Cyber Incident Victim: Emby

In mid-May 2023, attackers initiated a campaign targeting internet-exposed private media servers running Emby software. The attackers infiltrated these user-hosted servers by exploiting two specific weaknesses in their configurations. The primary entry method involved targeting servers that were configured to allow administrator account logins without a password when accessed from the local network. To bypass the network restriction and gain administrative access from outside the local area network (LAN), the threat actors exploited a separate vulnerability described by Emby as a "proxy header vulnerability." This particular security flaw had been publicly known since at least February 2020 and had recently been addressed in a patch released in the beta channel of the software. This combination of an insecure default configuration and a known vulnerability allowed the attackers to gain unauthorized admin-level access to the Emby server instances.

Upon successfully compromising a server, the attackers took steps to backdoor the system to maintain persistence and gather data. Their primary action was to install a malicious plugin onto the compromised Emby servers. The purpose of this plugin was to harvest the login credentials of all users who subsequently signed into the hacked media servers.
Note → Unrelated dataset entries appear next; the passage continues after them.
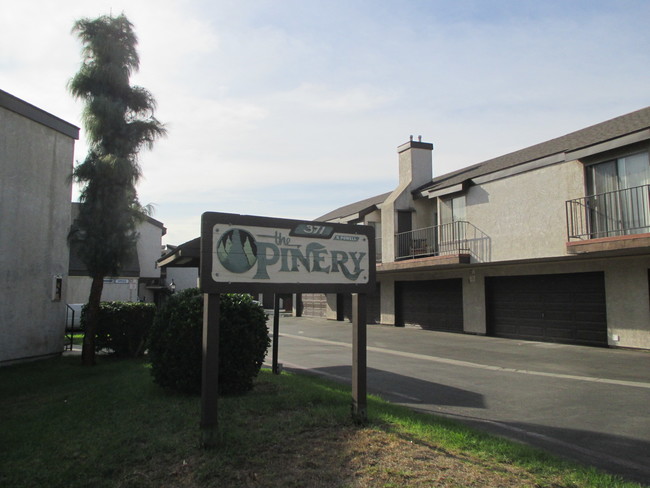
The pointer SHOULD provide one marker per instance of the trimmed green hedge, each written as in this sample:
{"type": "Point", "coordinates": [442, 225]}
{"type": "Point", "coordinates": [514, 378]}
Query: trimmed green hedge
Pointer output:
{"type": "Point", "coordinates": [175, 342]}
{"type": "Point", "coordinates": [123, 327]}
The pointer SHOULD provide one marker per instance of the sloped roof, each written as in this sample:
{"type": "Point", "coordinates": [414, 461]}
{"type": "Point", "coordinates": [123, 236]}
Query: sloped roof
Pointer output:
{"type": "Point", "coordinates": [362, 207]}
{"type": "Point", "coordinates": [21, 107]}
{"type": "Point", "coordinates": [186, 255]}
{"type": "Point", "coordinates": [589, 136]}
{"type": "Point", "coordinates": [595, 134]}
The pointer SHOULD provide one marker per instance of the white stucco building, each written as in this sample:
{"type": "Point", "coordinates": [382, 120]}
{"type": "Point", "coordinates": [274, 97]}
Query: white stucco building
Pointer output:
{"type": "Point", "coordinates": [36, 160]}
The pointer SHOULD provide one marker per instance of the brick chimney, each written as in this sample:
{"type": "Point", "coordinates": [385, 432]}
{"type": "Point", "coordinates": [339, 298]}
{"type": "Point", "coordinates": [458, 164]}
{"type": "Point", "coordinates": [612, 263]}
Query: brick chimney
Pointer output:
{"type": "Point", "coordinates": [415, 163]}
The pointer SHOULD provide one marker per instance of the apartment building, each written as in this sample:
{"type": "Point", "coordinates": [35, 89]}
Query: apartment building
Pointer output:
{"type": "Point", "coordinates": [548, 243]}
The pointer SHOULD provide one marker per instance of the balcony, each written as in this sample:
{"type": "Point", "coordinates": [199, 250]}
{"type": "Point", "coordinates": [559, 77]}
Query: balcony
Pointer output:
{"type": "Point", "coordinates": [609, 221]}
{"type": "Point", "coordinates": [456, 240]}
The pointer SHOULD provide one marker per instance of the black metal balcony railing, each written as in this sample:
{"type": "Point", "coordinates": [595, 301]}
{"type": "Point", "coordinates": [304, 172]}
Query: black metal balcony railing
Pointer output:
{"type": "Point", "coordinates": [615, 213]}
{"type": "Point", "coordinates": [453, 238]}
This credential harvesting operation posed a significant risk to the privacy and security of the end-users accessing those media libraries. The specific malicious files were identified as `helper.dll` or `EmbyHelper.dll`.

The Emby development team detected this malicious activity and initiated a response. After conducting careful analysis and evaluating potential mitigation strategies, the team developed and pushed out an update to all Emby Server instances. This update was designed to detect the presence of the malicious plugin and prevent it from being loaded by the system. As a further containment measure, the company made the decision to remotely shut down an undisclosed number of user-hosted media server instances that were found to be compromised. This action was taken as a precaution to immediately disable the malicious plugin's operation, mitigate any further escalation of the incident, and force the attention of the system administrators to address the issue.
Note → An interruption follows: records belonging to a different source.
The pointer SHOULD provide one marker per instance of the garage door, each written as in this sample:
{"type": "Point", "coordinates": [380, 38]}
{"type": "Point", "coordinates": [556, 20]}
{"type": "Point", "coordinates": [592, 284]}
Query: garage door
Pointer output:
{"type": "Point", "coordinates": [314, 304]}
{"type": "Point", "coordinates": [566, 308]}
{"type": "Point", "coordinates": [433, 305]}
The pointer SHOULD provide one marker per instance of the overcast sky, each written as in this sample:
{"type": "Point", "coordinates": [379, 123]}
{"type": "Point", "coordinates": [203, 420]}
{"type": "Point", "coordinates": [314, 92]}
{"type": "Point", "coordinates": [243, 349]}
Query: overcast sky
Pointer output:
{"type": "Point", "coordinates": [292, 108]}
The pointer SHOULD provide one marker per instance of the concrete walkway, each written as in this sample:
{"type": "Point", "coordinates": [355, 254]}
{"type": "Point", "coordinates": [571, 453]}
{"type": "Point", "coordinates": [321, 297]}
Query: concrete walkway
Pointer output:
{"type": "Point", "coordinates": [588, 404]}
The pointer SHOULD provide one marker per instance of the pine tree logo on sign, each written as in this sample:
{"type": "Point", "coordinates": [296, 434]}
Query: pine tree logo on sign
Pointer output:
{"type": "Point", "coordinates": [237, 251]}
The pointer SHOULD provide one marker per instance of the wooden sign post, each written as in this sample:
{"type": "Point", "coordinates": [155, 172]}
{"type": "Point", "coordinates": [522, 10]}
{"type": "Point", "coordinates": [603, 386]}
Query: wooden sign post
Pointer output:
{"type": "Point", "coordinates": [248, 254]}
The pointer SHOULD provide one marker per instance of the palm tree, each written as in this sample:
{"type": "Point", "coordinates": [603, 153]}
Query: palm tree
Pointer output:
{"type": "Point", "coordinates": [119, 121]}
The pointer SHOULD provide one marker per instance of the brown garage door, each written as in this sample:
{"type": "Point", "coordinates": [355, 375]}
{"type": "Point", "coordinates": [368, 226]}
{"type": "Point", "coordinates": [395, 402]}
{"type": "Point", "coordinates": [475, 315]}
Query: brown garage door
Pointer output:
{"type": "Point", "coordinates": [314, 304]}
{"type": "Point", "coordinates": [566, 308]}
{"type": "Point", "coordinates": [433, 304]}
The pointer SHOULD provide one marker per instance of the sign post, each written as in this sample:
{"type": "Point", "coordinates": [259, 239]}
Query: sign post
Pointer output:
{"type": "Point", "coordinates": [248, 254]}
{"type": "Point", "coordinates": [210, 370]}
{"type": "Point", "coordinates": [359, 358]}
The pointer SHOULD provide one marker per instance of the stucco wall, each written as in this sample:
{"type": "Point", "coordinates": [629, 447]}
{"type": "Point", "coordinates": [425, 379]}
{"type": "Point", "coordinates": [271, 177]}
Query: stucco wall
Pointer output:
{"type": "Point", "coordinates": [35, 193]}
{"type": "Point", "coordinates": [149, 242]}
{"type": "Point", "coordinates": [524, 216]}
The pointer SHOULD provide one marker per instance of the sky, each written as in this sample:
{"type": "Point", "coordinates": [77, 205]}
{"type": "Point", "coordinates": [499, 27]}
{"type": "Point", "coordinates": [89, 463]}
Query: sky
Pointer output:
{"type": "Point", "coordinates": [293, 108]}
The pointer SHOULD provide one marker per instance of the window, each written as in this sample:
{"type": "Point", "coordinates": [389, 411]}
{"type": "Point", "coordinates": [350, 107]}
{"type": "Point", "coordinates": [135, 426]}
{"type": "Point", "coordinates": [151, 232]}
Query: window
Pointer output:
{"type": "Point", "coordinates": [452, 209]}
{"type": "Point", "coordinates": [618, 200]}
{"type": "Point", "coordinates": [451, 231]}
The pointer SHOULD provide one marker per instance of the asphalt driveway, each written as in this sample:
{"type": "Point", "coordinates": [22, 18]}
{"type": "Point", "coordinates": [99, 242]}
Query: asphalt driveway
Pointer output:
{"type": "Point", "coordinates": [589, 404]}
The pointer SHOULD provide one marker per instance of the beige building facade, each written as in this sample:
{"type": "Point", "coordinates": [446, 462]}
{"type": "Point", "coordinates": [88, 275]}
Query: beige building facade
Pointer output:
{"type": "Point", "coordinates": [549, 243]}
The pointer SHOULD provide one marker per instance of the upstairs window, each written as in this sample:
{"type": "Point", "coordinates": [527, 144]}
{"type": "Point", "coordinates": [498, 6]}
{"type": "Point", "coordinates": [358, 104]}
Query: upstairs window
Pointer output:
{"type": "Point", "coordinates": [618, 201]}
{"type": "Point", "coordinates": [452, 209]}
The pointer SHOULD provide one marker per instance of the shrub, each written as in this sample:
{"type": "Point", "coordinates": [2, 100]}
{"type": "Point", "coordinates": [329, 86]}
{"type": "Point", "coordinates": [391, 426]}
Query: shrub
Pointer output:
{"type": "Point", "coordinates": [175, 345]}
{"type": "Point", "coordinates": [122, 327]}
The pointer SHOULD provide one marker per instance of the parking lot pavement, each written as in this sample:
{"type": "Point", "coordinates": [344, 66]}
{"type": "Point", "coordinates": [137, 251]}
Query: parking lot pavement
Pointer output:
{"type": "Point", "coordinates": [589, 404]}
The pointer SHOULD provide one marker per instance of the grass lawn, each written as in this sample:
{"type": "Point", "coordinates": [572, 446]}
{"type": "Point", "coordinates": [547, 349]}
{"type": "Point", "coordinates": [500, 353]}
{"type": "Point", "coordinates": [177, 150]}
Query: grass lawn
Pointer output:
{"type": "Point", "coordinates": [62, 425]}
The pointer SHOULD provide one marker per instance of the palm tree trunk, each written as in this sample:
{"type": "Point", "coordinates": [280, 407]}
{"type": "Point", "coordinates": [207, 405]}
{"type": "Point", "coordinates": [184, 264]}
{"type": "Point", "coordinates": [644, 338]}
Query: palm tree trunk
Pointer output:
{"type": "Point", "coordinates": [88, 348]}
The company communicated this action directly to the affected users by adding new entries to their servers' log files. The message stated, "We have detected a malicious plugin on your system which has probably been installed without your knowledge. For your safety we have shutdown your Emby Server as a precautionary measure." This remote shutdown prevented the affected servers from starting up again automatically after the detection was made, ensuring the malicious code remained inactive until an admin manually intervened.

In a community post, an Emby developer using the name softworkz provided an additional data point regarding the scope of the incident. The post was titled "How we took down a BotNet of 1200 hacked Emby Servers within 60 seconds," indicating that the number of compromised servers they identified and disabled was approximately 1,200. The company did not officially confirm this number in its broader communications, but the post suggests the scale of the botnet that had been established using the hacked servers.

The response actions required from administrators of compromised servers were detailed by Emby. Before restarting their servers, admins were instructed to manually delete the malicious `helper.dll` or `EmbyHelper.dll` files from the plugins folder within the Emby Server Data Folder, as well as from the cache and data subfolders. To block the malware's communication and prevent it from exfiltrating harvested credentials, administrators were advised to modify their system's hosts file by adding a new line: "emmm.spxaebjhxtmddsri.xyz 127.0.0.1". This would redirect any connection attempts to the attackers' command-and-control server back to the local machine.

Emby also instructed administrators of compromised systems to conduct a thorough review for any signs of additional suspicious activity that may have occurred during the breach. This review was to include checking for any newly created suspicious user accounts, identifying unknown processes running on the system, investigating unknown network connections and open ports, reviewing SSH configuration for unauthorized changes, examining firewall rules for modifications, and changing all passwords associated with the server and user accounts as a precaution. The company announced plans to release a formal security update, Emby Server version 4.7.12, to address the underlying vulnerabilities exploited in the attack as soon as possible. The remote shutdown of servers was characterized as an immediate containment action taken in an abundance of caution due to the severity and nature of the situation, intended to protect users until the permanent patch could be deployed and applied.